Leicht schwankend hängen wir etwa 30 Meter über dem Erdboden und schauen nach unten. Auf die sattgrünen Wipfel der Saale-Elster-Aue südlich von Halle. Und auf ein Technik-Wunder, das sich von Halle-Ammendorf kommend über den Baumkronen in leichtem Bogen und auf 20 Meter hohen Pfeilern durch dieses Natur-Idyll zieht.

Diese Konstruktion aus Beton und Stahl, die hier seit zwei Jahren Richtung B 91 wächst, ist Teil der neuen ICE-Trasse durch den Süden Sachsen-Anhalts. Und etwas Besonderes. Genau zu unseren Füßen entsteht nämlich mit der Saale-Elster-Talbrücke die längste Eisenbahnbrücke Deutschlands. Gebaut wird das Meisterwerk der deutschen Ingenieurskunst an fünf Stellen. Das hat logistische Gründe, wie wir später erfahren werden.

Ausgehend vom neuen Bahn-Haltepunkt Halle Ammendorf sind bereits rund 500 Brückenmeter gebaut und ein Dutzend Pfeiler gesetzt. Am Ende werden es 210 Stützen sein, auf der die 8 614 Meter lange Brücke ruht. Und auf der nach Fertigstellung der Strecke die ICE-Züge mit einer Spitzengeschwindigkeit von 300 Stundenkilometern von Erfurt nach Leipzig und zurück brettern. Nur an einem Abschnitt soll es mit 160 km / h langsamer zugehen. Und genau über dieser Stelle schaukelt gerade unser orangeroter Korb.

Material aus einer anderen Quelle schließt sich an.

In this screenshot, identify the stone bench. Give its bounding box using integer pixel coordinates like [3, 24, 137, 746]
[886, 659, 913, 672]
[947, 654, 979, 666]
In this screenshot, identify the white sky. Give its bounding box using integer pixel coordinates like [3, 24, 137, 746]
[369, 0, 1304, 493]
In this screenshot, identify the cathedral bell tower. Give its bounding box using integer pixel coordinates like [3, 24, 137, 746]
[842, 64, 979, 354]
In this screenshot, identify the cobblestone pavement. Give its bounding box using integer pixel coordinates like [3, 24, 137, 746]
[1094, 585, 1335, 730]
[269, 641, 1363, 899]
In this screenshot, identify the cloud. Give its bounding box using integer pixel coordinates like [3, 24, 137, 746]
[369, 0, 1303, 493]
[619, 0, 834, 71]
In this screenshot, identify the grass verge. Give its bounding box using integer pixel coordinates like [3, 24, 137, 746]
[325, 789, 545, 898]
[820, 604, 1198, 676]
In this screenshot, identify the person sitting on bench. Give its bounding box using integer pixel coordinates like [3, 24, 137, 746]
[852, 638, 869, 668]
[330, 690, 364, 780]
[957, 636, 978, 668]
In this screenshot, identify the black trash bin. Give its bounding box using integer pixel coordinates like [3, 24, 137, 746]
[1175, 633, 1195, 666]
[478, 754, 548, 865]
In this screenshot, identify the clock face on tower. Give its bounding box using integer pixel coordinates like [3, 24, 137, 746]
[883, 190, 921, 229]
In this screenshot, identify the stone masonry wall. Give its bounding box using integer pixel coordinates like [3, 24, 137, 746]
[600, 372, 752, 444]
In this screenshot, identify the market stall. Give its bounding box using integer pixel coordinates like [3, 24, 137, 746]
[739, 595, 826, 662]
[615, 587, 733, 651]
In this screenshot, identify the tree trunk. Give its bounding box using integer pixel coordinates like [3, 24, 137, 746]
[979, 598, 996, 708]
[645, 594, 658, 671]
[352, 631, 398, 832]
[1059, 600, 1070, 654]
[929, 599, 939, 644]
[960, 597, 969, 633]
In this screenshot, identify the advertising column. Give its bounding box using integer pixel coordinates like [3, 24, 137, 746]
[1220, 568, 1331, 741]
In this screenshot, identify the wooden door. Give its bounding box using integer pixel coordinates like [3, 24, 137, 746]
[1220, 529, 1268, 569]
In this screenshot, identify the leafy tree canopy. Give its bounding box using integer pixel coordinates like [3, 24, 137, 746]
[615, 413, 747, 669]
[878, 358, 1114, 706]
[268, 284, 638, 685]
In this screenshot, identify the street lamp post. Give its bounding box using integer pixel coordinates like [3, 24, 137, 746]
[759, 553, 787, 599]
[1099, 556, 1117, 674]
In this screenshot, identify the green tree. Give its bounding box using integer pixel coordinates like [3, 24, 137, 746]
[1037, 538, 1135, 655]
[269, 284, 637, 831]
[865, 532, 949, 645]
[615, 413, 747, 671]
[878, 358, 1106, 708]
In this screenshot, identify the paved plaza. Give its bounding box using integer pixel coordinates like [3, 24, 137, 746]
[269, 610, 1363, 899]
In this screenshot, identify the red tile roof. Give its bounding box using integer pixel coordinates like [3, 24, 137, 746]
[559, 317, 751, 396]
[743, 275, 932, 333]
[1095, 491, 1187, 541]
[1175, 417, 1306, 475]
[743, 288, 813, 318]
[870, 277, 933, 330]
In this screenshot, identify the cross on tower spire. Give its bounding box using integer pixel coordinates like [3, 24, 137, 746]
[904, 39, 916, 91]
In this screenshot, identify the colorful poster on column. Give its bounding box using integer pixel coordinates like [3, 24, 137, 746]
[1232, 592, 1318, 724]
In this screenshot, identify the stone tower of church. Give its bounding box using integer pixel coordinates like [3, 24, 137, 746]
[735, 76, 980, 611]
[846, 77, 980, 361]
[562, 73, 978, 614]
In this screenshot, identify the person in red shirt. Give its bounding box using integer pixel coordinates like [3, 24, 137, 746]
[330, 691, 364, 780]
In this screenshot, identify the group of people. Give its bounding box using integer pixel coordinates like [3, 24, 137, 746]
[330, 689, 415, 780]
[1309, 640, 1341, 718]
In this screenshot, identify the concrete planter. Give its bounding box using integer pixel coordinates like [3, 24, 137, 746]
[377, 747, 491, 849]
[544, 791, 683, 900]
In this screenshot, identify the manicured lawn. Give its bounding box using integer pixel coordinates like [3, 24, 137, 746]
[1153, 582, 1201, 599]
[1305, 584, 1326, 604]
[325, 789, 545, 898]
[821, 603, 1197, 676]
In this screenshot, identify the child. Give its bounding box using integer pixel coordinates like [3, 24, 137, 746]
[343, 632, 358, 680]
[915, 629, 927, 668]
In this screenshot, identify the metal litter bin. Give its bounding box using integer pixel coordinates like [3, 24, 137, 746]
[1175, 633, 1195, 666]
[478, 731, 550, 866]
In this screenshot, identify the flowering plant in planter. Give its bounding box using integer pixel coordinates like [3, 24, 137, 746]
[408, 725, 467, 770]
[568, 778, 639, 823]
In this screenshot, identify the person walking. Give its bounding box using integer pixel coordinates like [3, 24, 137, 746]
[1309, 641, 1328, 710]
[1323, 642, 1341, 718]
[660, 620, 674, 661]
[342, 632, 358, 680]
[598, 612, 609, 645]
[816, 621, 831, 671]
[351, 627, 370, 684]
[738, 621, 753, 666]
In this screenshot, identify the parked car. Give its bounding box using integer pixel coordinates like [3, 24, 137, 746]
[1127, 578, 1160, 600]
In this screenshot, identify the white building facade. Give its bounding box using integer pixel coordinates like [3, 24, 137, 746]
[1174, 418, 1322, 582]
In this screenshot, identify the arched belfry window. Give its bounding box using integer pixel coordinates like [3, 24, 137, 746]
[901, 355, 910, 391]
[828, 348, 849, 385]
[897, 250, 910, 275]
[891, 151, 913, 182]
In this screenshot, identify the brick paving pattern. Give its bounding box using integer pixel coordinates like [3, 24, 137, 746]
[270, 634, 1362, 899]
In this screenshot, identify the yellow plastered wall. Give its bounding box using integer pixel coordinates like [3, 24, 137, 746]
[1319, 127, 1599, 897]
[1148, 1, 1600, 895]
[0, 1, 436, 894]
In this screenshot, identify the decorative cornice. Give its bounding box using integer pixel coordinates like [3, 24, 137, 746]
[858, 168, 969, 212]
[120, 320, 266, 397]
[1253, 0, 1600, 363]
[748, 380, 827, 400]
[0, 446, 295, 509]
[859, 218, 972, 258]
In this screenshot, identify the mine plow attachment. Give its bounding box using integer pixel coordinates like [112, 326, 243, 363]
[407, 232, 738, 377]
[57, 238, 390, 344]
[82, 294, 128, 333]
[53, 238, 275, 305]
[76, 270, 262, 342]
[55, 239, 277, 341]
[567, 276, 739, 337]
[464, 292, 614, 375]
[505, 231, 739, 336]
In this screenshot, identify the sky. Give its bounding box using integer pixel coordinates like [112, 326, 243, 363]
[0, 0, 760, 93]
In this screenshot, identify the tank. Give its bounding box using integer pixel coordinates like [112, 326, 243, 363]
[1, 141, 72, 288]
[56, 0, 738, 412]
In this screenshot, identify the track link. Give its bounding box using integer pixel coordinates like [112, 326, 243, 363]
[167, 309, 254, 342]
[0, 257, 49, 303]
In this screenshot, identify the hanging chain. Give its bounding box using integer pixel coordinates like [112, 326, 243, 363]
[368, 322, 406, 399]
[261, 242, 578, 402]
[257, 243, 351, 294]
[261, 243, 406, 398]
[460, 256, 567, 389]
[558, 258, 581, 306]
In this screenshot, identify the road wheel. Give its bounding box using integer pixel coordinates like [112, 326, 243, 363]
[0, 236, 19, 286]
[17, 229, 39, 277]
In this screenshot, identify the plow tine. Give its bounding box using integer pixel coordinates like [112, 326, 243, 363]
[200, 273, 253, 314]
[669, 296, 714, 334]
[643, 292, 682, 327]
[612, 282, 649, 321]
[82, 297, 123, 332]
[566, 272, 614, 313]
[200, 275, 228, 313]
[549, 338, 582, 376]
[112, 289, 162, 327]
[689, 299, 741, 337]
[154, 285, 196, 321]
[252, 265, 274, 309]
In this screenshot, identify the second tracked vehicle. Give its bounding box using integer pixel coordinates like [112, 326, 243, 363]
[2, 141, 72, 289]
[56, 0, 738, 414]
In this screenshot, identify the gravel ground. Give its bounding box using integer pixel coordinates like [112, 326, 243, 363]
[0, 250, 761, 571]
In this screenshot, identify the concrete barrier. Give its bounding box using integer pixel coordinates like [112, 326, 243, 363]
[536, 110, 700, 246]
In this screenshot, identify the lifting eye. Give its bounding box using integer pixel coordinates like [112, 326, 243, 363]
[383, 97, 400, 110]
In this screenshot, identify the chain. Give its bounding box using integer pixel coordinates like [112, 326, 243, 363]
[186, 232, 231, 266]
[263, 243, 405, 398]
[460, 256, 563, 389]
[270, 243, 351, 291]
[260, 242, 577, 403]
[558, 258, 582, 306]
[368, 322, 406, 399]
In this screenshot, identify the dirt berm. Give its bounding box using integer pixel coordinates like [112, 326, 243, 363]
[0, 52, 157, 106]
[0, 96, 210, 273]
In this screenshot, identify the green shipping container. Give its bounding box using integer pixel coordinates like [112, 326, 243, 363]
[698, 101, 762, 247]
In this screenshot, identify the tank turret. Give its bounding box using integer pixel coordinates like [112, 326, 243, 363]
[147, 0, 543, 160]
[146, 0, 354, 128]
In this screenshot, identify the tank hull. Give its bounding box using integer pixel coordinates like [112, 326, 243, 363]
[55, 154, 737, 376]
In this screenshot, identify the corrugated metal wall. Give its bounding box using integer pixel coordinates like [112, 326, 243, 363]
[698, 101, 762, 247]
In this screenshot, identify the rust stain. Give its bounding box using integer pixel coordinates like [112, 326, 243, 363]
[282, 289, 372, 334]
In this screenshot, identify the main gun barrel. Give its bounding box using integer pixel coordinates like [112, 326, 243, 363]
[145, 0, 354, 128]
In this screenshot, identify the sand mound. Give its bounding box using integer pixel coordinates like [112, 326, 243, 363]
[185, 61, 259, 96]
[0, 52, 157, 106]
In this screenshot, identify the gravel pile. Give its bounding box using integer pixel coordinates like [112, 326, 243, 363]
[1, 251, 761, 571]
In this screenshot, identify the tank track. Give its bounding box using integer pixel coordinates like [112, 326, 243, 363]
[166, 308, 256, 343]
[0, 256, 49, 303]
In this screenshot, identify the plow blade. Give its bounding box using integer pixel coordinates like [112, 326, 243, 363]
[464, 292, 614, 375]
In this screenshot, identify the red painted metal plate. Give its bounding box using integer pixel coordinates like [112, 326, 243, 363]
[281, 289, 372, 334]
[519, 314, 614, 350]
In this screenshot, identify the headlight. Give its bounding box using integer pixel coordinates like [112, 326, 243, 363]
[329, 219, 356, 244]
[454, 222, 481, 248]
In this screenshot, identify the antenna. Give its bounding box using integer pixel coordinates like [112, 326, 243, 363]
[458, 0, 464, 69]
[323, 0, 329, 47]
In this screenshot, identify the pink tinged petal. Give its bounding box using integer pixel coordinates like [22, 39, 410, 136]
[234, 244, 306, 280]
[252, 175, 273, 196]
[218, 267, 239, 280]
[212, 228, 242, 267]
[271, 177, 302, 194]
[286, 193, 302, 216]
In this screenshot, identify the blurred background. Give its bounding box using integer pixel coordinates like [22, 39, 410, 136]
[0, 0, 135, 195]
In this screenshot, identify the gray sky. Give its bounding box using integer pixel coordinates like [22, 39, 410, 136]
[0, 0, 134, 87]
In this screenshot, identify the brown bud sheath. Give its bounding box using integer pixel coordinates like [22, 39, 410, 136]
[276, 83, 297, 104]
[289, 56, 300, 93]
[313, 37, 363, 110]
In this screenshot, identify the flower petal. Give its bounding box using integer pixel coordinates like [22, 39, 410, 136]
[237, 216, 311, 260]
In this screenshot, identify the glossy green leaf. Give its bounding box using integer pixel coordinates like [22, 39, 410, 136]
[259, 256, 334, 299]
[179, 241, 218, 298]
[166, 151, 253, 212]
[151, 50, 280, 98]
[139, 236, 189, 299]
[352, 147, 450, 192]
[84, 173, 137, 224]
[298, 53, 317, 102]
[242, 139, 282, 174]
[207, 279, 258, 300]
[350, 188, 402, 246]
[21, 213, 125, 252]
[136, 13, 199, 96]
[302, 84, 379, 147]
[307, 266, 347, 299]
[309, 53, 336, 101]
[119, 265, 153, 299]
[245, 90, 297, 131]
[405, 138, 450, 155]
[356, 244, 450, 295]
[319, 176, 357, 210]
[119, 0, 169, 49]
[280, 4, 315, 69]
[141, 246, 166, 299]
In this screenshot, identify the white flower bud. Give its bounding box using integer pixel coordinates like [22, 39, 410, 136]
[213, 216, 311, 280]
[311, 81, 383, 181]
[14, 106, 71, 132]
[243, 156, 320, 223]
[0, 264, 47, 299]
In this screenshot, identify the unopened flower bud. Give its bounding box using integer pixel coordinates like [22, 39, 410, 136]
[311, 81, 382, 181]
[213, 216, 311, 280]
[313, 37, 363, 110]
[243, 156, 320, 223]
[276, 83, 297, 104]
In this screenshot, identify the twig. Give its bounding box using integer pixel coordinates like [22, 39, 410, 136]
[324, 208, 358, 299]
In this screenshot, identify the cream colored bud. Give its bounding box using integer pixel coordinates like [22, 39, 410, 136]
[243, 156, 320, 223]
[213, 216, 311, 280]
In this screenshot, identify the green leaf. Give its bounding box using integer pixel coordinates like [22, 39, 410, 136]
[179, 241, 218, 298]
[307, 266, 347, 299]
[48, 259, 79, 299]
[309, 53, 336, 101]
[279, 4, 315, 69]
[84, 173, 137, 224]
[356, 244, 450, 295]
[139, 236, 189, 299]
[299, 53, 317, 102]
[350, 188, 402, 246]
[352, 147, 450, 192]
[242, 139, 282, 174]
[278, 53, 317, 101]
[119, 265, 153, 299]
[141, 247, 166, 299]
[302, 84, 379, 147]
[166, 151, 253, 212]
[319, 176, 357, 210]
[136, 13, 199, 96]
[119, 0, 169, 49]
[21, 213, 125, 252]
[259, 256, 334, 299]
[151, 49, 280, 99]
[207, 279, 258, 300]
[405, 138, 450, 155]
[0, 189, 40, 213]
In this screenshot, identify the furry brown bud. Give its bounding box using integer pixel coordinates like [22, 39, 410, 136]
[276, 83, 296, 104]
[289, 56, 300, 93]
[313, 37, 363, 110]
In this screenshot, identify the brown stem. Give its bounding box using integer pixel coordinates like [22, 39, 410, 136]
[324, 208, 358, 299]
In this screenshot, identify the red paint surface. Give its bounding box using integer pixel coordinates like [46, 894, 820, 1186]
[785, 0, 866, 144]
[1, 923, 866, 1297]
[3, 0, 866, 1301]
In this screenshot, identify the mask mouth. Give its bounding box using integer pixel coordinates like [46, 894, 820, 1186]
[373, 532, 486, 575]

Das knapp 14 Meter breite Betonband nämlich, auf das nach der Rohbau-Fertigstellung 2012 die beiden Gleisanlagen aufgebracht werden, die Elektronik installiert wird und etwa ein Jahr lang Testfahrten stattfinden sollen, stellt eine Besonderheit der imposanten Brückenkonstruktion dar. "Die besteht darin, dass wir vom 6,5 Kilometer langen Hauptstrang einen 2,1 Kilometer langen Abzweig haben. Der verbindet die Gleise von und nach Halle kreuzungsfrei über verschiedene Ebenen mit dem neuen Streckennetz. Diese Einfädelung in die vorhandene Bahnstrecke Halle-Weißenfels macht die Brücke als Bauwerk so ungeheuer interessant", schwärmt Michael Felgner. Der erfahrene Industrie- und Brückenbauer, seit 2002 bei der Deutschen Bahn, ist der verantwortliche Ingenieur für das Projekt Saale-Elster-Talbrücke. Der Radebeuler, Baujahr 1950, hält die Fäden auf der derzeit größten Verkehrsbaustelle Sachsen-Anhalts in den Händen. Und Felgner freut sich: "Die Talbrücke ist ein schöner Abschluss meines Berufslebens". Doch bis dahin wartet auf ihn und die 120 Brückenbauer noch so manche Herausforderung.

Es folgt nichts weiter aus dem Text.